Bioinformatics Group Leader, INRA-University Blaise Pascal joint institute GDEC (Genetics Diversity and Ecophysiology of Cereals), Clermont-Ferrand, France

Frédéric Choulet
Frédéric Choulet leads projects in wheat genome sequencing and he is particularly interested in understanding the relationship between genome structure, expression, and evolution, mainly focusing on transposable element dynamics and gene duplications. Fred has been involved in the IWGSC since 2007 as a project leader and joined the Coordinating Committee in 2009. Fred played a key role in the chromosomes 3B sequencing project which culminated with the publication in Science in July 2014 of the first reference sequence of a wheat chromosome. This major achievement established a proof of concept and a template for sequencing the remaining chromosomes. As a result of his work on 3B, Fred became the leader of the IWGSC Pseudomolecule Task Force in 2013.

Fred just finished quality control of the IWGSC Whole Genome Assembly (WGA) and is currently working on the sequence annotation and the integration of the WGA data with all chromosome-based data generated by the IWGSC project leaders.

While convalescent after a running accident, Fred took the time to answer our questions and share his experience and views about the future of the IWGSC.

What did you find most challenging about the assembly and analysis of chromosome 3B?

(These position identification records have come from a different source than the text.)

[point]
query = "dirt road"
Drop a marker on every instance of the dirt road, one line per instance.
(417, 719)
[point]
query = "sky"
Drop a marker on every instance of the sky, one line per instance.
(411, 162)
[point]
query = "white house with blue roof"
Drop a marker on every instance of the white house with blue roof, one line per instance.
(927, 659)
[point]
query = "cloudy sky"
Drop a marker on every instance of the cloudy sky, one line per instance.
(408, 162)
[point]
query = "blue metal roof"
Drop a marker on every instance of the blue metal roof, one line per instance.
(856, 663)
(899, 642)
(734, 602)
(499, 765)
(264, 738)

The main challenge was to produce a single pseudomolecule based on the initial assembly of BAC pools. The fact that BACs were sequenced by pools was a key step in the 3BSEQ project as it allowed us to reduce the cost while keeping a high quality sequence. However, this strategy had a strong impact on the amount of bioinformatics work needed! It required us to establish dedicated tools and databases from scratch to deal with such a complex situation.

What was the biggest surprise in the chromosome 3B?

It was definitely the clear relationships between function and structure of the chromosome. While preparing the publication, I remember lab meetings where we realized how clear the chromosome partitioning was; whatever parameter we studied, we would fall into the same border delineating the chromosomal extremities as the dynamic compartment dedicated to adaptation. This was definitely unexpected. I felt we were truly making a discovery.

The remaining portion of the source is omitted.